“Es un verdadero placer quedarse frente a un almendro en flor, contemplando su belleza y delicadeza. En ese momento de calma, si cierras los ojos, puedes escuchar el zumbido de las abejas, trabajadoras incansables que, con suavidad y gratitud, roban el néctar que más tarde dará fruto. Y en el aire flota un aroma suave, tan delicado como sus propios pétalos.
Sin embargo, como todo ciclo natural, llega el momento de la transición: tras unas semanas de esplendor y dulzura, los pétalos caen, el aroma se disipa y las abejas se alejan en busca de otro destino. Pero en lugar de ser un adiós triste, es un nuevo comienzo. En su lugar, aparece el verde vibrante, el verde esperanza, que llega con fuerza y energía renovada. Son las hojas que surgen, marcando el inicio de una nueva etapa, más fuerte, más llena de alegría. En culturas como la china, esta flor simboliza la esperanza y la buena fortuna; en Japón, la flor evoca la belleza efímera de la vida, recordándonos la fugacidad de los momentos preciosos.

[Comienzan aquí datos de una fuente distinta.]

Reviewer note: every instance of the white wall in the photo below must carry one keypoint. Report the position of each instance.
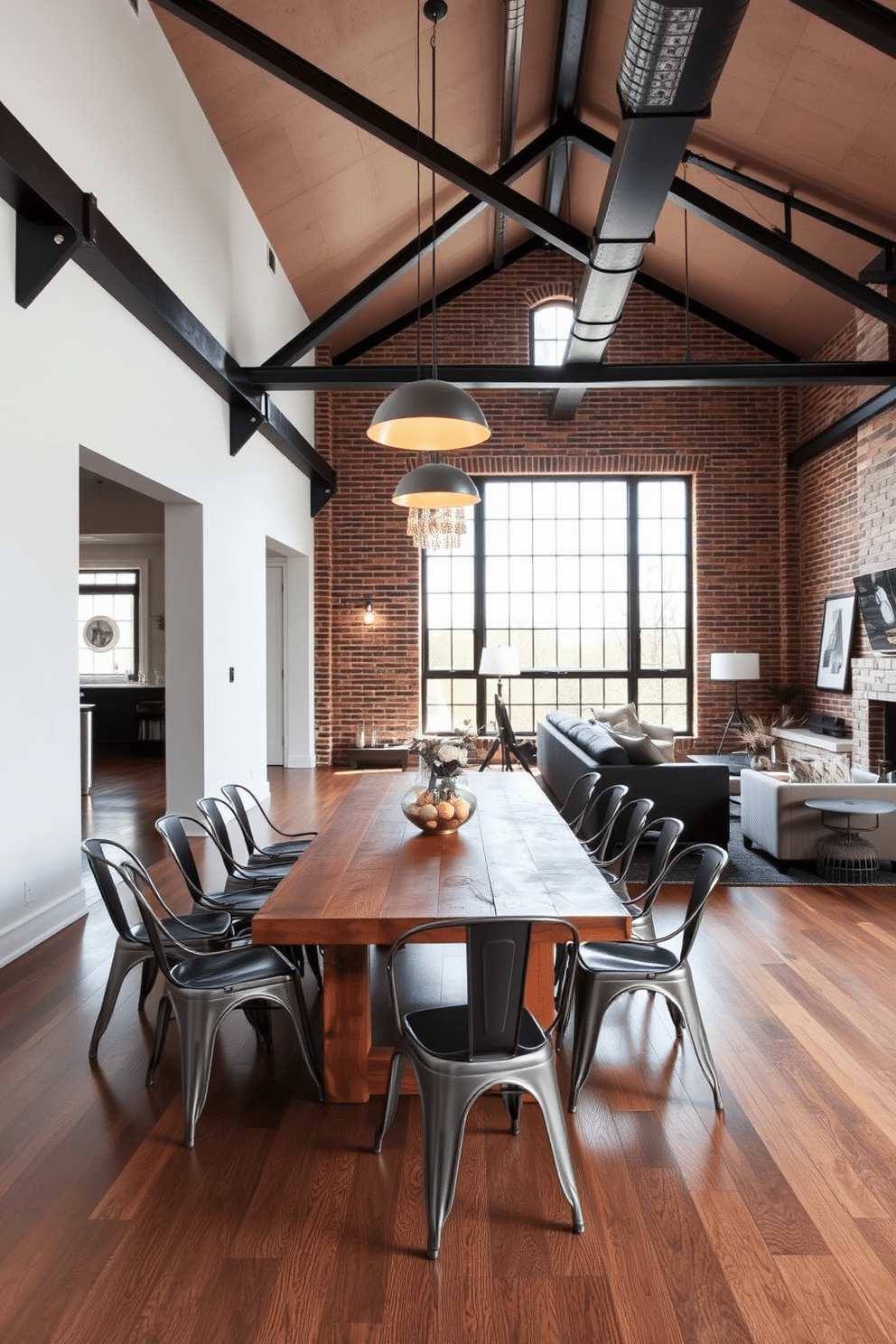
(82, 380)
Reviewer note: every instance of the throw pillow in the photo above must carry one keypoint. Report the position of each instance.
(639, 748)
(658, 732)
(623, 718)
(819, 770)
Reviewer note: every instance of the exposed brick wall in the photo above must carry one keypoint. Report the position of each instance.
(770, 543)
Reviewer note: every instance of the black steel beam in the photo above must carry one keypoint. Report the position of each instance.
(871, 23)
(36, 187)
(843, 427)
(720, 320)
(764, 241)
(407, 319)
(369, 116)
(788, 201)
(546, 377)
(407, 257)
(565, 96)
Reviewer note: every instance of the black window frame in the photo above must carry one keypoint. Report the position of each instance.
(102, 589)
(634, 672)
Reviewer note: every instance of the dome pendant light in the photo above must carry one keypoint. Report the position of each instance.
(432, 415)
(429, 417)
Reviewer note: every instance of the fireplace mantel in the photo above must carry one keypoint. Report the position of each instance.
(873, 685)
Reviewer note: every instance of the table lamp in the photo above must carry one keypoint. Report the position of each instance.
(499, 661)
(733, 667)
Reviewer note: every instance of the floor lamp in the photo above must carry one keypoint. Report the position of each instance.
(501, 661)
(733, 667)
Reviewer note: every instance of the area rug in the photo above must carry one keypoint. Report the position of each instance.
(751, 867)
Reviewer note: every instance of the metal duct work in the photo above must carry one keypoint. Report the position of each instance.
(670, 66)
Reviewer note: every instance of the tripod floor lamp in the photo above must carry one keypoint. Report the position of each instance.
(501, 661)
(733, 667)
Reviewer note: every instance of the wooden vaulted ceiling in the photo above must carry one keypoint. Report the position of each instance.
(801, 105)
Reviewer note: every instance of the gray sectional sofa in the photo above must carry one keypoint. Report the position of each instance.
(696, 793)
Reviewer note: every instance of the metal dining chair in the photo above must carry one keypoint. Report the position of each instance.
(283, 851)
(239, 873)
(458, 1052)
(575, 806)
(240, 902)
(201, 988)
(609, 969)
(201, 929)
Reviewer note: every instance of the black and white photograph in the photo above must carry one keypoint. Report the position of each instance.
(835, 643)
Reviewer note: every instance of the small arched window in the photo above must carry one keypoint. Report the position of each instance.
(548, 332)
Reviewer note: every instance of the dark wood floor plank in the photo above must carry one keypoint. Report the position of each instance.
(774, 1225)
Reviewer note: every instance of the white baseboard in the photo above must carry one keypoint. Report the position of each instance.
(36, 926)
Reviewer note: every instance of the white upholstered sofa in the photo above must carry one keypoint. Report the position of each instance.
(774, 815)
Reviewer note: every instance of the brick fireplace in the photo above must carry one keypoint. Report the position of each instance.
(873, 691)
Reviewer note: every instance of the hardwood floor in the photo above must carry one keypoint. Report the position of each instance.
(774, 1223)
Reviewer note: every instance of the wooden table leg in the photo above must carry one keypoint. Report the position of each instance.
(347, 1023)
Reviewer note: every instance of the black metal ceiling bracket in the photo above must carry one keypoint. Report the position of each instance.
(245, 420)
(43, 247)
(33, 184)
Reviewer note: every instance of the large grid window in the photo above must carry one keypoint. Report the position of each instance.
(587, 580)
(107, 611)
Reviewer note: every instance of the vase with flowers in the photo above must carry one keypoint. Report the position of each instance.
(441, 801)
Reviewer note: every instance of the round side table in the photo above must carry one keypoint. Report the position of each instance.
(846, 856)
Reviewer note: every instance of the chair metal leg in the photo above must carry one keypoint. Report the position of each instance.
(443, 1102)
(543, 1087)
(124, 958)
(512, 1098)
(393, 1093)
(163, 1018)
(686, 1002)
(590, 1005)
(148, 980)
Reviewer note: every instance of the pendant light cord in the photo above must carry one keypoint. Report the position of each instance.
(686, 286)
(433, 199)
(419, 219)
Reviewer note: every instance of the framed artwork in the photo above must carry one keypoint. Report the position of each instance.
(101, 633)
(835, 643)
(876, 595)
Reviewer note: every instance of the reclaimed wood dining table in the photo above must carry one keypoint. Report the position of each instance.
(371, 875)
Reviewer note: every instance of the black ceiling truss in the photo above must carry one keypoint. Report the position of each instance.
(790, 203)
(408, 256)
(446, 296)
(841, 429)
(584, 374)
(761, 238)
(565, 96)
(361, 112)
(55, 222)
(716, 319)
(670, 66)
(863, 19)
(490, 189)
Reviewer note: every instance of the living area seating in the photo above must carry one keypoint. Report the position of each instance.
(697, 793)
(774, 815)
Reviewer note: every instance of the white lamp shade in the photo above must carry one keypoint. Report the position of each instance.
(429, 417)
(733, 667)
(499, 661)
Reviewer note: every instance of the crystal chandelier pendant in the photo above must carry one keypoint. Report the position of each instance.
(435, 528)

Así es la vida: un ciclo que nunca termina, una etapa que cede su lugar a otra. El cambio forma parte de los planes divinos. La caída no es el final, sino un paso hacia el renacimiento, hacia una versión más fuerte y renovada de nosotros mismos. La esperanza siempre regresa, recordándonos que, aunque algo termine, siempre hay un nuevo comienzo lleno de posibilidades.